VP3 expression and many other adaptor molecules belonging to type I IFN pathway expression levels were evaluated using Western blotting. The IFN and other antiviral genes, such as interferon-stimulated genes (ISGs) 15 and 56, were assessed by real-time quantitative polymerase chain reaction (RT-qPCR). A 50% tissue culture infectious dose (TCID50) assay was utilized to explore the effect of VP3 on EMCV proliferation in human embryonic kidney (HEK293) cells. Co-immunoprecipitation (Co-IP) assays and confocal microscope analysis were used to investigate the underlying mechanisms mediated by VP3.

RESULTS

We discovered that the VP3 of EMCV acts as a suppressor of innate immune reactions. Increased levels of VP3 enhance viral reproduction through modulation of innate immune signaling pathways and suppression of antiviral responses.
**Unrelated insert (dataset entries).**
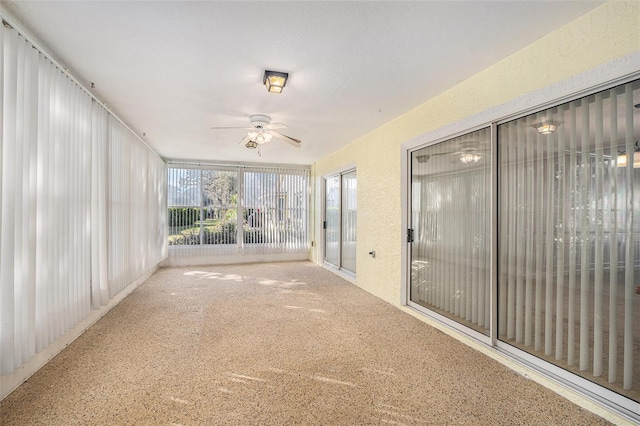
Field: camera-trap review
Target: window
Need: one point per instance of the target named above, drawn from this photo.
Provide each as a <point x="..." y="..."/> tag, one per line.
<point x="238" y="206"/>
<point x="450" y="214"/>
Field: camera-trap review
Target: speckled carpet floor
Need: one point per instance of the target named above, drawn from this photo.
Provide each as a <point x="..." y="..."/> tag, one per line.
<point x="273" y="344"/>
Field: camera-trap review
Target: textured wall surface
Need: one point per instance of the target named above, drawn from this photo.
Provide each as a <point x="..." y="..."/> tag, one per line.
<point x="600" y="37"/>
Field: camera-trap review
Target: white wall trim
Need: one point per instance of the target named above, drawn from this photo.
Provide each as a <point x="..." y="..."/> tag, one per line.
<point x="619" y="70"/>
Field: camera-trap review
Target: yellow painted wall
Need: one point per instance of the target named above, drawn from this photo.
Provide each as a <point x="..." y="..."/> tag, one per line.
<point x="609" y="32"/>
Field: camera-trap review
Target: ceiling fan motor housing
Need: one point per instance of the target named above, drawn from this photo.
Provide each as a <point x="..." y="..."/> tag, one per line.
<point x="259" y="121"/>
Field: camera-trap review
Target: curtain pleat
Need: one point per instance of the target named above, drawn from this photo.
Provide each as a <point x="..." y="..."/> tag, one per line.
<point x="55" y="213"/>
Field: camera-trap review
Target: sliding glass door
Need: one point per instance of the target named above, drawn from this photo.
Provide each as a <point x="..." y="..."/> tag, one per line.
<point x="450" y="217"/>
<point x="570" y="236"/>
<point x="566" y="240"/>
<point x="340" y="221"/>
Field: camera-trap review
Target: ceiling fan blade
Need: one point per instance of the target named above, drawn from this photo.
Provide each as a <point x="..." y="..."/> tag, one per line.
<point x="274" y="126"/>
<point x="225" y="128"/>
<point x="293" y="141"/>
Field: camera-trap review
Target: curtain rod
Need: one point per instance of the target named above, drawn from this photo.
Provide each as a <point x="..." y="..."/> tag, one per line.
<point x="9" y="22"/>
<point x="239" y="165"/>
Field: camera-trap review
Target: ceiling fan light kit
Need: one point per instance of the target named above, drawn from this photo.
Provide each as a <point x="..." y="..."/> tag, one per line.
<point x="261" y="131"/>
<point x="275" y="80"/>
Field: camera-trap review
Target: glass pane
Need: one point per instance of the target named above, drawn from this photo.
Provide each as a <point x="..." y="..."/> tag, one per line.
<point x="570" y="237"/>
<point x="220" y="214"/>
<point x="349" y="213"/>
<point x="184" y="198"/>
<point x="332" y="218"/>
<point x="450" y="255"/>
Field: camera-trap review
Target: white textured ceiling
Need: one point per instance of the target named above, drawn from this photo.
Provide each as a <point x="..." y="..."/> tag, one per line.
<point x="171" y="70"/>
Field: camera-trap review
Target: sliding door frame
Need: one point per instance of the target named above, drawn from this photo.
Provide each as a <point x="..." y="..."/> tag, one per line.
<point x="544" y="99"/>
<point x="323" y="219"/>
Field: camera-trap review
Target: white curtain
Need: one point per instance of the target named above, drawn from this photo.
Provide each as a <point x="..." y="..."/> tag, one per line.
<point x="570" y="237"/>
<point x="82" y="204"/>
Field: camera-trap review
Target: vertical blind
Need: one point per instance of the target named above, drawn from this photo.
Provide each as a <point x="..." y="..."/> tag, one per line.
<point x="450" y="206"/>
<point x="260" y="210"/>
<point x="570" y="237"/>
<point x="82" y="204"/>
<point x="349" y="212"/>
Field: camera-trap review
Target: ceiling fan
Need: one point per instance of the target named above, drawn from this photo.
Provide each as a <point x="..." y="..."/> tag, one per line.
<point x="469" y="152"/>
<point x="261" y="131"/>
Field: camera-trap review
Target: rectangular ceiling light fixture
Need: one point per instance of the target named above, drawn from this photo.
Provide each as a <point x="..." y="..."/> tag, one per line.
<point x="275" y="81"/>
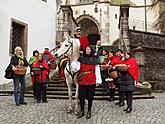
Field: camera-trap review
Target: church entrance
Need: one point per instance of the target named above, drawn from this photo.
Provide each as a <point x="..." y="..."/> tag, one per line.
<point x="90" y="29"/>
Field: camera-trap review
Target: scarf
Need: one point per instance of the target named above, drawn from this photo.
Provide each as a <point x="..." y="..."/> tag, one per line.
<point x="32" y="59"/>
<point x="88" y="60"/>
<point x="20" y="59"/>
<point x="103" y="58"/>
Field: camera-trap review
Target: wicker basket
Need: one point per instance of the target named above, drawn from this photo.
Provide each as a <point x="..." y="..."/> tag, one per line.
<point x="104" y="67"/>
<point x="21" y="70"/>
<point x="113" y="74"/>
<point x="121" y="67"/>
<point x="36" y="71"/>
<point x="52" y="66"/>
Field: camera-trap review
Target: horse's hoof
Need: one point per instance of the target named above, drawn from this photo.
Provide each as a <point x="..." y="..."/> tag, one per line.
<point x="69" y="110"/>
<point x="76" y="113"/>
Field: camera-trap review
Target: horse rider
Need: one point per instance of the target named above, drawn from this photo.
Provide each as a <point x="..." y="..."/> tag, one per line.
<point x="83" y="39"/>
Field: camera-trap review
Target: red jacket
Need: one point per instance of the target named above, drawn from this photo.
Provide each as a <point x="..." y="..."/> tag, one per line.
<point x="84" y="42"/>
<point x="115" y="60"/>
<point x="87" y="73"/>
<point x="132" y="67"/>
<point x="49" y="54"/>
<point x="41" y="76"/>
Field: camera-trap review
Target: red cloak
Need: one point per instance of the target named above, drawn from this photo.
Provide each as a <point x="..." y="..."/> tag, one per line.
<point x="132" y="68"/>
<point x="115" y="60"/>
<point x="84" y="42"/>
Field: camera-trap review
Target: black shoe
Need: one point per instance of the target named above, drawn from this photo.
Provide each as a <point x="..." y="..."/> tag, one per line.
<point x="121" y="104"/>
<point x="117" y="103"/>
<point x="125" y="109"/>
<point x="129" y="110"/>
<point x="80" y="115"/>
<point x="110" y="99"/>
<point x="45" y="101"/>
<point x="23" y="103"/>
<point x="17" y="104"/>
<point x="88" y="116"/>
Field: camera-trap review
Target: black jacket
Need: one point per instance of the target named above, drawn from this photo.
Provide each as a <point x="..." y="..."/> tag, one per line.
<point x="15" y="61"/>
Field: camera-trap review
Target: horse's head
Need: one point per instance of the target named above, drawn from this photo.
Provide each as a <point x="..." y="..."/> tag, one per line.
<point x="68" y="47"/>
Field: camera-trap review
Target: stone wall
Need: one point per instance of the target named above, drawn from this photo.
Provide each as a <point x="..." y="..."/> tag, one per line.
<point x="154" y="56"/>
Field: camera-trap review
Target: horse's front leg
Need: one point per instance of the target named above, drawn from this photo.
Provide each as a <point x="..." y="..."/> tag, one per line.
<point x="69" y="85"/>
<point x="77" y="106"/>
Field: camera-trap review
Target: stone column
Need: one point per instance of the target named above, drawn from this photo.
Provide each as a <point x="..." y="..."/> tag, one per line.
<point x="139" y="55"/>
<point x="124" y="40"/>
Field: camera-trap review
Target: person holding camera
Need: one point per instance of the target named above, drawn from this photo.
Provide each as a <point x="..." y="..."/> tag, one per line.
<point x="19" y="64"/>
<point x="39" y="72"/>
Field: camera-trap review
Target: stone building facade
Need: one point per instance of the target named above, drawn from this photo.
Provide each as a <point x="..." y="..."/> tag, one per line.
<point x="99" y="19"/>
<point x="152" y="67"/>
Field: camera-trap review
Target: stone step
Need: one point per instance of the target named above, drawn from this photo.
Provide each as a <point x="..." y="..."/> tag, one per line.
<point x="95" y="97"/>
<point x="66" y="89"/>
<point x="97" y="93"/>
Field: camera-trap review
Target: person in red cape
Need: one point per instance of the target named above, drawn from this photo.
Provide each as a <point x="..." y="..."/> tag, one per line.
<point x="127" y="80"/>
<point x="89" y="77"/>
<point x="115" y="60"/>
<point x="39" y="73"/>
<point x="46" y="55"/>
<point x="83" y="39"/>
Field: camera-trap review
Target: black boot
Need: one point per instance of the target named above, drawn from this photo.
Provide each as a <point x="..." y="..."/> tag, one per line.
<point x="121" y="104"/>
<point x="117" y="103"/>
<point x="88" y="116"/>
<point x="129" y="110"/>
<point x="81" y="114"/>
<point x="125" y="109"/>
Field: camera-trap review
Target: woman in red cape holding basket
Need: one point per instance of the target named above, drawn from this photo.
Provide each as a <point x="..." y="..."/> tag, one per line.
<point x="127" y="80"/>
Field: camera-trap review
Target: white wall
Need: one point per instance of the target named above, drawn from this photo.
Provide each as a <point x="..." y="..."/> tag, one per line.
<point x="41" y="19"/>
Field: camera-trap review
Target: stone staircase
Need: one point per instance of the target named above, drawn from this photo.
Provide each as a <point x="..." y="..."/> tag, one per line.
<point x="57" y="89"/>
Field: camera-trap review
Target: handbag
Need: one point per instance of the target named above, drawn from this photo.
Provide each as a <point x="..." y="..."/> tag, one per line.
<point x="21" y="70"/>
<point x="9" y="72"/>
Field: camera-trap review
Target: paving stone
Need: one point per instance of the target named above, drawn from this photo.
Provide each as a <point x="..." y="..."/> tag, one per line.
<point x="145" y="111"/>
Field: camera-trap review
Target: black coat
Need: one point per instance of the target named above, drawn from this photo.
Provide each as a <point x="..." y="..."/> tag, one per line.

Additional information indicated that during viral infection, the VP3 of EMCV enhances autophagy and interacts specifically with mitochondrial antiviral signaling protein (MAVS), leading to its degradation in an autophagy pathway that relies on p62.

CONCLUSIONS

Our findings showed that EMCV developed a tactic to combat host antiviral defenses by using autophagy to break down a protein that controls the innate immune response following a viral infection of the host. Notably, VP3 plays an important role in this process. Overall, these discoveries may provide a novel therapeutic target for EMCV.